Master distiller Chris Morris has crafted a first-rate bourbon, packaged in a commemorative Kentucky Derby 139 bottle. The 90.4 proof bourbon offers a nose of mint, cocoa and black pepper and a palate of tobacco, leather, fruit, toffee and spice.

At $40 a bottle, Woodford Reserve offers a far more economical alternative for your own VIP Derby Day celebrations, even without the imported botanicals.

You may not help any racehorses but, really, how many of them do you know anyway?

Buying a better bourbon

Early Times is the Derby’s endorsed brand, used for more than 120,000 mint juleps that will be served at Churchill Downs on Derby weekend.
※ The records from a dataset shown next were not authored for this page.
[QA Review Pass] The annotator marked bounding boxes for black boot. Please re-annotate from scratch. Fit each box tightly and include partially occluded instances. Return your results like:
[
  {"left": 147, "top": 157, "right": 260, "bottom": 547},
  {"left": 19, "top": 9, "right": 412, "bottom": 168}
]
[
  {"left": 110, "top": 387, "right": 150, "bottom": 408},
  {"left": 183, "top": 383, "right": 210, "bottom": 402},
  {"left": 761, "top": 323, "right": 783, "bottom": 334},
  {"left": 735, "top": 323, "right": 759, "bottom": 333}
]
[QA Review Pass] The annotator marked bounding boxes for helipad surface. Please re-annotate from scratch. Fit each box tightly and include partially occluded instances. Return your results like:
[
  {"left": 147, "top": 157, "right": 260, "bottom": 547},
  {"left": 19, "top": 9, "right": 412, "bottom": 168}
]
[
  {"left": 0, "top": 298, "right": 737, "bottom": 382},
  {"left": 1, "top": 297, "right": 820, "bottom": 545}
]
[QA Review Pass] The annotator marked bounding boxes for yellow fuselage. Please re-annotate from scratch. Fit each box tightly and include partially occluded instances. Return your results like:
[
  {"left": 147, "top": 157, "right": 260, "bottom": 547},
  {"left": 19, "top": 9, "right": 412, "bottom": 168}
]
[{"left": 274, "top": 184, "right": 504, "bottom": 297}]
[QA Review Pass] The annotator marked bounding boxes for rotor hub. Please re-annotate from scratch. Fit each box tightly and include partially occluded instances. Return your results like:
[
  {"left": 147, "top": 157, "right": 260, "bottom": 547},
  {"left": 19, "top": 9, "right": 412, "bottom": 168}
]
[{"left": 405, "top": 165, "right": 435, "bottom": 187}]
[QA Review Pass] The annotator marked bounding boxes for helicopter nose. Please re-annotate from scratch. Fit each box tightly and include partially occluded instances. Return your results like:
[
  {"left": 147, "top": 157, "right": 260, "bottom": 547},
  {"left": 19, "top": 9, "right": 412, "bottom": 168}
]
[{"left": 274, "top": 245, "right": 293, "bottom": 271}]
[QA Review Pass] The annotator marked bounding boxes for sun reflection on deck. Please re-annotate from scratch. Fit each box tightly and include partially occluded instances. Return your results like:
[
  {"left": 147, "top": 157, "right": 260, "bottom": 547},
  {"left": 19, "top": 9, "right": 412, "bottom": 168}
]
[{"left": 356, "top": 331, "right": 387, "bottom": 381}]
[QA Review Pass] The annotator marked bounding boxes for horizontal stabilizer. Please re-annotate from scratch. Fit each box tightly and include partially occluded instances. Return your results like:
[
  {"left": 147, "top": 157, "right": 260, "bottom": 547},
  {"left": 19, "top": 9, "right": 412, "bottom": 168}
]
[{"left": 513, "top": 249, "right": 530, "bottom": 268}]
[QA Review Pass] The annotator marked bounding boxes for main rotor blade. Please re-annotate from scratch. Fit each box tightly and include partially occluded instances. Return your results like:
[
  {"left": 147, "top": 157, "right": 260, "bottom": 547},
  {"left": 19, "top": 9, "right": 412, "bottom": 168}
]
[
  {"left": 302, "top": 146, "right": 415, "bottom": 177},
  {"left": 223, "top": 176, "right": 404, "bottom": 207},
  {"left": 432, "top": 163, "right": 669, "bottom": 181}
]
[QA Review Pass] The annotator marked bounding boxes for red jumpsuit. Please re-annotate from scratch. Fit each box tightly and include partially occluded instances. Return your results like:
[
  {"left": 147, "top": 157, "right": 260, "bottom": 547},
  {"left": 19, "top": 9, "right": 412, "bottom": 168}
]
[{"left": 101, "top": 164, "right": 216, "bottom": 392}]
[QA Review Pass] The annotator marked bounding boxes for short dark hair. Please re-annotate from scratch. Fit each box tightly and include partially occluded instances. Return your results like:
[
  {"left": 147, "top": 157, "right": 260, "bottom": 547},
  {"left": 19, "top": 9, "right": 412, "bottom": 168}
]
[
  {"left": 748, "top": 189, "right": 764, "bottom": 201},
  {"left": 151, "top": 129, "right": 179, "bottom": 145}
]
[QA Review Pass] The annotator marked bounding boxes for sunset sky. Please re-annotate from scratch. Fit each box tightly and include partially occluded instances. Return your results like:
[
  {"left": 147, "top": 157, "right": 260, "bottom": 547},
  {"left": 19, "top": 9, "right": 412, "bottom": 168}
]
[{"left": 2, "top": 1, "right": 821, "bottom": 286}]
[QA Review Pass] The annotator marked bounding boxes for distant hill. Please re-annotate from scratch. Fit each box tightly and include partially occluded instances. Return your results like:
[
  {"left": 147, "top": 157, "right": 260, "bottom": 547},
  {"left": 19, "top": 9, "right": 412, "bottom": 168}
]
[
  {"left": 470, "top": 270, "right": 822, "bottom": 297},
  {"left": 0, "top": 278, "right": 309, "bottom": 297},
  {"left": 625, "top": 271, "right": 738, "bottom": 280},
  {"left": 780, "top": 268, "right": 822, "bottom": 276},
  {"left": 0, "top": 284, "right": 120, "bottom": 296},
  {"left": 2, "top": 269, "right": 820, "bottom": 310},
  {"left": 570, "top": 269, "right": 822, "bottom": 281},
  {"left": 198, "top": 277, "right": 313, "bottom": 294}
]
But it’s a blended whiskey rather than a bourbon. There’s nothing wrong with that, but if you want to stay true to America’s unique spirit, consider one of the following unique brands for your Derby Day soiree.

Wild Turkey (Lawrenceburg, Ky.) has long been one of the country’s premier bourbons. Current master distiller and third-generation owner Jimmy Russell has helped expand the brand’s appeal, as well as its profile. The Wild Turkey Kentucky Spirit (101 proof) gets high marks as befits a single-barrel bourbon, with a nose that’s rye-forward and redolent of orange peels and leather and a palate of caramel, vanilla and citrus. It has a dry, creamy spiciness and excellent finish.

The Wild Turkey Rare Breed (108.2 proof), a two-time gold medalist at the San Francisco World Spirits Competition, has aromas of nuts, peppercorns and burnt sugar, delivering flavors of lemongrass, slate and white pepper. The Russell’s Reserve Small Batch Single-Barrel (110 proof) is the best of all, offering complex caramel and vanilla flavors with licorice overtones. The nine-year-old whiskey proves just how sophisticated a Wild Turkey can be.

Four Roses (Lawrenceburg, Ky.) started life as a bourbon producer, then went down the mass-market blended whiskey road before finding its way back. Today master distiller Jim Rutledge is quickly regaining a following through the production of first-rate spirits. 

Four Roses Single Barrel (100 proof) teases the nose with aromas of spice, maple syrup and a little cocoa, while delivering a complex palate with hints of cherry and plum. It has a long, lingering finish. Four Roses Small Batch (90 proof) follows a slightly different flavor profile, with a spicy nose of sweet oak and caramel and a moderately sweet and creamy palate of red berries with a soft, smooth finish.